BACKGROUND OF THE INVENTION
1. Technical Field
This disclosure relates to predictive analytics in the pharmaceutical industry. In particular, this disclosure relates to predicting the likelihood of success of a real-world pharmaceutical transaction based on analysis of prior pharmaceutical transactions.
Pharmaceutical companies often venture outside of their own organizations in search of new assets to develop in their pipeline and to ultimately bring to market. These deals may be in the form of a purchase, license, joint development, strategic arrangement, or other business transaction. However, the key factors and conditions that predict and quantify a successful business transaction or relationship have not been established. Typically, pharmaceutical industry experts have relied on relationships, qualitative evidence, intuition, or experience-based “rules of thum ” when establishing licensing programs or collaborative arrangements. However, there has been no quantitative evidence to prove that any of these techniques are successful in selecting deals that create more value.
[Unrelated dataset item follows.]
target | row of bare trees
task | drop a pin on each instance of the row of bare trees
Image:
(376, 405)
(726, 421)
Reliance on such factors does not necessarily increase the probability that the transaction will be successful. An unmet need exists to identify and quantify the factors and conditions that correspond to successful pharmaceutical business transactions or relationships.
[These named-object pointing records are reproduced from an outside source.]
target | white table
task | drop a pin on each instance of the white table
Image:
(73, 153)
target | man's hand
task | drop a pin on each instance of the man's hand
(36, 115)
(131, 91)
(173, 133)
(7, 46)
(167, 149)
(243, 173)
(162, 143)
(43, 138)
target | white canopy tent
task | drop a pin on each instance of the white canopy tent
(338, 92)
The pressure on pharmaceutical companies to achieve high performance and deliver new products has never been greater. With revenues eroding because of expiring patents and generic competition, companies are in a collective scramble to acquire new compounds. In search of the next innovation, companies have been through a decade of whirlwind dealmaking to bring in products from external sources. Whether through licensing or more elaborate business development investments, the number and value of these deals are only expected to increase.
However, only a small portion of these deals result in successful products. To increase the success of these efforts to feed the pipeline, companies have two strategic options. The pharmaceutical companies can either engage in more deals, or they can become increasingly selective and engage in fewer deals. The pharmaceutical industry now relies heavily on the first strategy-raising its level of investment in the hope of yielding a higher absolute number of successful products. Because there are limited resources for investing in new deals, there is a need for a tool that can assist pharmaceutical companies to be more selective, and to engage in fewer deals that have a higher probability of successful returns.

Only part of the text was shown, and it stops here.